Rick Hess of the American Enterprise Institute wonders in a recent Education Week column if he is “anti-equity” — because he’s against canceling advanced math courses and favors common-sense graduation requirement and school discipline policies.

Progressive states like California and Oregon are engaged in such; in the name of “equity” the former “sought to eliminate advanced-math classes and bar kids from 8th grade algebra,” while the latter repealed a requirement that high schoolers pass basic skills tests in reading, writing, and math before graduation.

How are these in any way equitable? And how does out-of-control behavior in classrooms advance the concept?
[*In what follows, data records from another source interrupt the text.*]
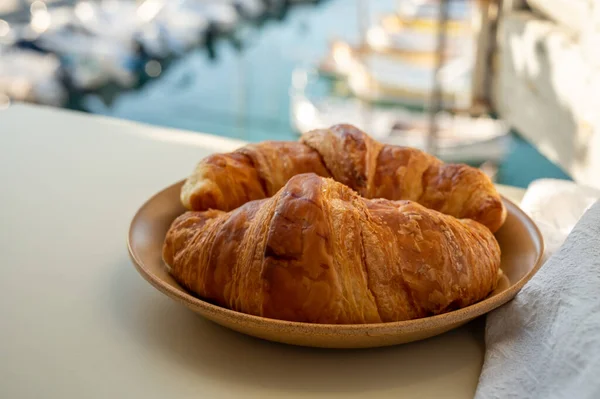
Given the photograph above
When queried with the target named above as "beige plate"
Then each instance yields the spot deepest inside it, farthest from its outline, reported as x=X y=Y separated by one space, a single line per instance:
x=519 y=238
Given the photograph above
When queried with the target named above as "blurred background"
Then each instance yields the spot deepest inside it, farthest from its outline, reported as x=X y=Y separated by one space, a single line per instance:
x=457 y=78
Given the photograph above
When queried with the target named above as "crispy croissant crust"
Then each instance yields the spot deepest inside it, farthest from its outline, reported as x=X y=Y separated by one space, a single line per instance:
x=350 y=156
x=318 y=252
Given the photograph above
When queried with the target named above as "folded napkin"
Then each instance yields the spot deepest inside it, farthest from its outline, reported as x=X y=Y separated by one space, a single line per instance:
x=545 y=343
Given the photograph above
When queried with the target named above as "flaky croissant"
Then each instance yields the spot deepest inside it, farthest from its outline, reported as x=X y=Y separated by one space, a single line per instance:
x=317 y=252
x=350 y=156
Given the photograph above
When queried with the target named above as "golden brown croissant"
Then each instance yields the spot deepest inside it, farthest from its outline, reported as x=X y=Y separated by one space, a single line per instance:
x=350 y=156
x=318 y=252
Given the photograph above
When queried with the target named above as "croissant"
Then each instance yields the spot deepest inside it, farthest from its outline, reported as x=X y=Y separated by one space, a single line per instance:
x=350 y=156
x=318 y=252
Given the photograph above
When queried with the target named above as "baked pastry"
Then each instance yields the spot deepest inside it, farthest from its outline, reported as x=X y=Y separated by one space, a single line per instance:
x=318 y=252
x=350 y=156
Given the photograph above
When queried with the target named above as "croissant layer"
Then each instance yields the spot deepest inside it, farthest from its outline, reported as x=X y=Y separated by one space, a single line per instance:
x=318 y=252
x=351 y=157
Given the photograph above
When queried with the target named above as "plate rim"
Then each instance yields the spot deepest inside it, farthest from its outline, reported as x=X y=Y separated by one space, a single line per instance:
x=406 y=326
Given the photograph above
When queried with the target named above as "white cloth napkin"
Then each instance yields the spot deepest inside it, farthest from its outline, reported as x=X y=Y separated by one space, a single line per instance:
x=545 y=343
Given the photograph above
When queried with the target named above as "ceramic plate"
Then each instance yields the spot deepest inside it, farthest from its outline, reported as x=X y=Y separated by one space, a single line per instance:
x=519 y=238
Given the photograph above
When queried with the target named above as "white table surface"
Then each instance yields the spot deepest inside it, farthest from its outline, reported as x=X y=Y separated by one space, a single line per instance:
x=77 y=321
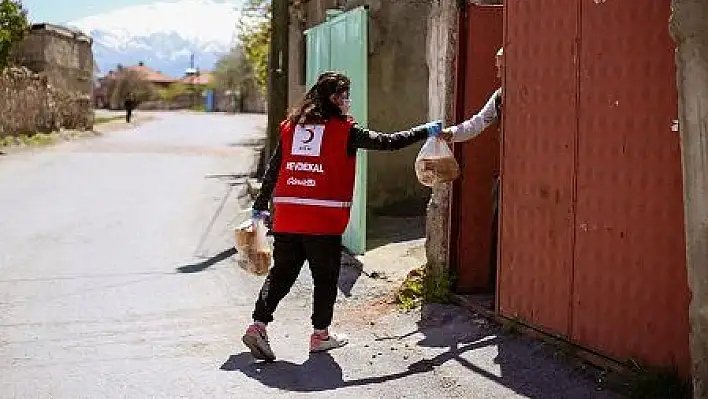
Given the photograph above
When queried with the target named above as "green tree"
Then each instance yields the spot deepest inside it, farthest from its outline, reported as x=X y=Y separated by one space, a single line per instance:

Hess says he can think of nothing more inequitable than “the suggestion that it’s fine for [Black, Latino, Latina, Latinx, Indigenous, Asian, Pacific Islander, Tribal, and students of color] to graduate without being able to read.”

What’s more, he says “for a term that gets used in every mission statement and school district missive, every other research article, and every third education headline, it’s remarkably hard to get a straight answer on what ‘equity’ actually means.”

Ultimately, “equity” is often treated as a magic word—it’s all the good stuff. If something is dumb or destructive then, by definition, it’s not a manifestation of equity. Here’s the thing: Too often, that doesn’t strike me as a fair or accurate description of how equity plays out in practice. I think we’re at the point where that term obscures more than it reveals.

I think we’d be better off if we treated the term “equity” like the term “innovation” (which I encourage educators to regard as a four-letter word) and instead focus on what we actually mean.

If the belief in students working hard, turning assignments in on time, respecting their teachers, and feeling challenged makes him an “opponent of ‘equity,’” Hess says “so be it.”